И не умел плести интригу: удивляться действиям героев, не догадываясь – что дальше: «Он, пряча какие-то бумаги, вышел». Выкладывал все карты сразу, наверно, оттого, что заранее знал конец. На сюжет среднего детектива нанизываются одинаковые коллизии с внешними физическими переживаниями – убийства из ревности, из-за бабла, но только не внутренние драмы бессюжетного артхауса («авторского кино»), и не моей исповеди. Книги о Холмсе Конан Дойла были не детективами, а преступным воздухом старого Лондона, «Преступление и наказание» Достоевского – не детективом, а психологией бунтующего петербургского студента. Я предпочитал духовные коллизии, хотя они скучнее и не нравятся большинству.

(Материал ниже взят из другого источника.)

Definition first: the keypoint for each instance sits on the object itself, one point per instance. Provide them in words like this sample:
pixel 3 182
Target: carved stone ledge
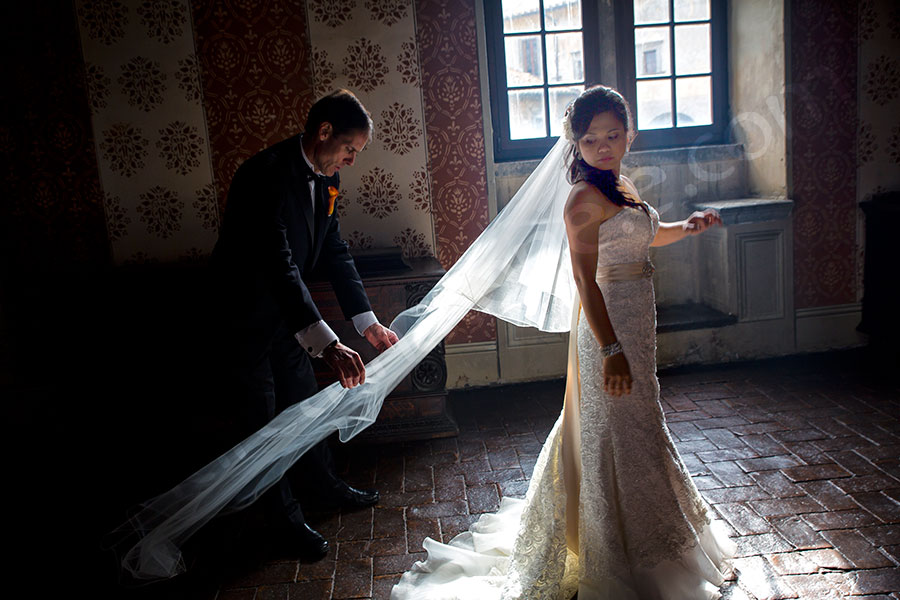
pixel 749 210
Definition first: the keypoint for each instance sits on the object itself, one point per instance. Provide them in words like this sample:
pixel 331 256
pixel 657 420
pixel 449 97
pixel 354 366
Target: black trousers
pixel 270 377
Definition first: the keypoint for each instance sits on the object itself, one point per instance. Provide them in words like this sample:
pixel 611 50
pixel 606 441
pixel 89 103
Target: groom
pixel 279 227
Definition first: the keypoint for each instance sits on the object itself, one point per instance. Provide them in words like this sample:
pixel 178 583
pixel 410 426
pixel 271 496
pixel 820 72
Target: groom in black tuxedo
pixel 279 227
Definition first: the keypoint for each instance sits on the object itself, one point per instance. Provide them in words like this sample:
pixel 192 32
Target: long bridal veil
pixel 517 270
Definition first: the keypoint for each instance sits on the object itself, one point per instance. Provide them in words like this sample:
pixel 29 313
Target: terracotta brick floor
pixel 800 456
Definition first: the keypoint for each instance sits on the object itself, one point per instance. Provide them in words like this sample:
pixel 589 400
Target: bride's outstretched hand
pixel 699 222
pixel 616 375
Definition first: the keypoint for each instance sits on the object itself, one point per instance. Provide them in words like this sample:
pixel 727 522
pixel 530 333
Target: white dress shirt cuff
pixel 316 338
pixel 363 321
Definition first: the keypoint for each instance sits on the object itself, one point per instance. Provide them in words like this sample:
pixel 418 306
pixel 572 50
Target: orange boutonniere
pixel 332 196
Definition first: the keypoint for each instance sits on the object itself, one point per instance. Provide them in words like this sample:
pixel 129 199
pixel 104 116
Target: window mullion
pixel 672 62
pixel 546 87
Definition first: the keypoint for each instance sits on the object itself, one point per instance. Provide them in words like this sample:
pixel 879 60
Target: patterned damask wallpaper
pixel 823 145
pixel 445 34
pixel 149 129
pixel 51 216
pixel 368 46
pixel 878 151
pixel 256 78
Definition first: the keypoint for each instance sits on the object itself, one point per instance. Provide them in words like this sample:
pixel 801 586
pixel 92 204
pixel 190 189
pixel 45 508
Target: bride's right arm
pixel 583 215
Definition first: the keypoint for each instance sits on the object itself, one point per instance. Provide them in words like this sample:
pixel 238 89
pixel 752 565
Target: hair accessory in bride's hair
pixel 568 133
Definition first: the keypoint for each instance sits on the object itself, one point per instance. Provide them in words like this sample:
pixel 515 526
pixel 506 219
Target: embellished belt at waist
pixel 625 272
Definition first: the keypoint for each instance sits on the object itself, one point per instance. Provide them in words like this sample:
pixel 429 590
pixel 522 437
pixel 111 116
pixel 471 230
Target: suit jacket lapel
pixel 301 180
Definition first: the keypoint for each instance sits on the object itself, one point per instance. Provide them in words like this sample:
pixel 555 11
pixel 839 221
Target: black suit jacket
pixel 270 243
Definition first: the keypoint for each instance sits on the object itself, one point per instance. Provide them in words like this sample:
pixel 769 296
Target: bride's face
pixel 604 144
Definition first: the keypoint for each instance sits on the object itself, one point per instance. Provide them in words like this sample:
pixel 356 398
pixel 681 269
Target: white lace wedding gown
pixel 611 512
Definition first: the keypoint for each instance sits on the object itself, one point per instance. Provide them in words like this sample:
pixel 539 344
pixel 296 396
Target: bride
pixel 611 512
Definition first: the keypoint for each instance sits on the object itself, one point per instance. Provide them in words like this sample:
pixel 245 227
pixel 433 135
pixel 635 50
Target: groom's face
pixel 335 152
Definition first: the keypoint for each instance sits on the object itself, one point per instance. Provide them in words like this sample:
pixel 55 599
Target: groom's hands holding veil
pixel 380 337
pixel 347 363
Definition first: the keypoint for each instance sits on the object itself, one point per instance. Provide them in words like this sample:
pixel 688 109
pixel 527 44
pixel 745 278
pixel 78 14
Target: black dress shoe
pixel 350 497
pixel 310 543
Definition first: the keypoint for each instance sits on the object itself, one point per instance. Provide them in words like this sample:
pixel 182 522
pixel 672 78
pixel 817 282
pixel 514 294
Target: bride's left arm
pixel 698 222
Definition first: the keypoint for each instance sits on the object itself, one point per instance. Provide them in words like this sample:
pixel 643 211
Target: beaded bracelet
pixel 610 350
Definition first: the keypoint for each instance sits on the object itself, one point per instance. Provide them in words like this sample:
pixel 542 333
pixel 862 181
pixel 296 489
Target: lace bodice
pixel 644 532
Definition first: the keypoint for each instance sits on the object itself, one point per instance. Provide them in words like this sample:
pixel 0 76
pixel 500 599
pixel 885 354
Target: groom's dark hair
pixel 343 110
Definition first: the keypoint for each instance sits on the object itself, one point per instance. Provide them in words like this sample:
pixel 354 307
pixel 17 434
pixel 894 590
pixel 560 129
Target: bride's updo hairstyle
pixel 581 112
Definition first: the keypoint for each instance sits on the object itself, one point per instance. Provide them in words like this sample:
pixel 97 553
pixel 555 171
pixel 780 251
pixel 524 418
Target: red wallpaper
pixel 445 35
pixel 53 206
pixel 823 105
pixel 256 77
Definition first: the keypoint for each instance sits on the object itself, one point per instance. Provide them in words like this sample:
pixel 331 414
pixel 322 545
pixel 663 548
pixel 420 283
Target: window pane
pixel 692 49
pixel 691 10
pixel 654 104
pixel 524 61
pixel 526 114
pixel 559 100
pixel 565 62
pixel 651 11
pixel 651 51
pixel 693 97
pixel 565 14
pixel 521 15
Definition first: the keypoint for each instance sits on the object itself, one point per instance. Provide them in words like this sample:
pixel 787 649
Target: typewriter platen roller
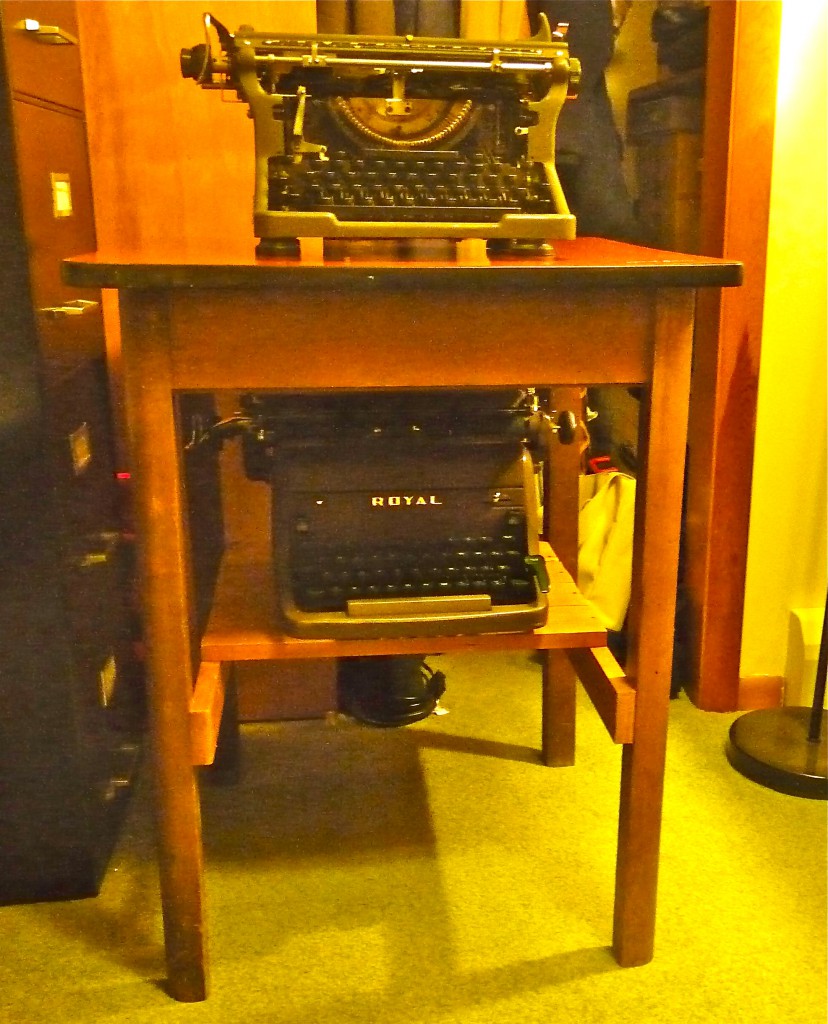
pixel 360 136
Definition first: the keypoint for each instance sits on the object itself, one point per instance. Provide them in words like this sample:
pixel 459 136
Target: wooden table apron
pixel 383 337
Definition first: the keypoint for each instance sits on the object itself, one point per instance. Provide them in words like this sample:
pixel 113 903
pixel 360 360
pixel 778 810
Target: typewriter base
pixel 286 248
pixel 290 247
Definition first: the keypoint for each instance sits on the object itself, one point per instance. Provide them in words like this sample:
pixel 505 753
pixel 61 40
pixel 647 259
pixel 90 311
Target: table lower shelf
pixel 242 628
pixel 243 624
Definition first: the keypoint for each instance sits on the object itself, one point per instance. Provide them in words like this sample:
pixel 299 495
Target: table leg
pixel 167 606
pixel 561 472
pixel 651 625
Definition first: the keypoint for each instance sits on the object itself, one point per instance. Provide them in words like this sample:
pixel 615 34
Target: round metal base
pixel 771 747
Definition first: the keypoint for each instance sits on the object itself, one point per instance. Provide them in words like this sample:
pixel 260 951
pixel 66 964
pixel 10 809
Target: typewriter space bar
pixel 398 607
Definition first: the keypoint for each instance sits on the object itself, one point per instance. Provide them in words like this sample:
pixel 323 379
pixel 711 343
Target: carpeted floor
pixel 439 873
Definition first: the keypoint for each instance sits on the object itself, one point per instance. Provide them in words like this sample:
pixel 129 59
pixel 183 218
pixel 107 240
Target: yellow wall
pixel 787 546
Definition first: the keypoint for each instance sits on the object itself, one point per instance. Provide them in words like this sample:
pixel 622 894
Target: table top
pixel 421 264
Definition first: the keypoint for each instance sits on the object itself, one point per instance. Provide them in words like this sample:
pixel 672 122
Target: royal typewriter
pixel 411 514
pixel 367 136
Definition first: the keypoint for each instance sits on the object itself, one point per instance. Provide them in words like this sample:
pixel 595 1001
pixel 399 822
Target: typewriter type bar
pixel 361 136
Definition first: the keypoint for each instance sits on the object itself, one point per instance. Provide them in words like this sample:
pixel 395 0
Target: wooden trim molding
pixel 760 691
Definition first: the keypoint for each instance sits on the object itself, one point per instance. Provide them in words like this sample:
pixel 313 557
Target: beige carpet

Жизнь – загадка, которую нельзя разгадать. Тайна – в недоговаривании, говорил Пушкин. Что было дальше с Дмитрием Дмитричем Гуровым и дамой с собачкой с их тянущейся запретной любовью, никто не знает. Только по прошествии ста с лишним лет мы догадываемся – ничего хорошего их не ждало.
Не говоря уже о диалоге. Чтобы был живой диалог, надо, чтобы персонаж необъяснимо привлекал, как девушки, которых любил, или бешено злил, как тот бригадир в строительной бригаде, где мы, студенты, отрабатывали практику: «Мне мэтры давай, мэтры!» У меня же это прямое столкновение идей, в которых борются друг с другом бумажные герои. А где персонажи во весь рост, их биографии, где история, и место, где должны находиться спорящие? Жесты, внутренний диалог?
Чувствовал также, что не могу видеть мир метафорически, то есть оживлять абстрактные мысли, или объекты, чтобы они трепетали, уходили от ужаса – у сердца! – в иные грустящие безмерности. Хотя в стихах ощущал себя хозяином метафоры, и говорю метафорами, не сознавая этого. Сам язык – сплошь метафоричен! Но мои метафоры исходили из абстрактной мысли, откуда-то сверху, а не из реальных событий, рождающих метафоры смысла. Но и метафора – это еще не все, она однобока.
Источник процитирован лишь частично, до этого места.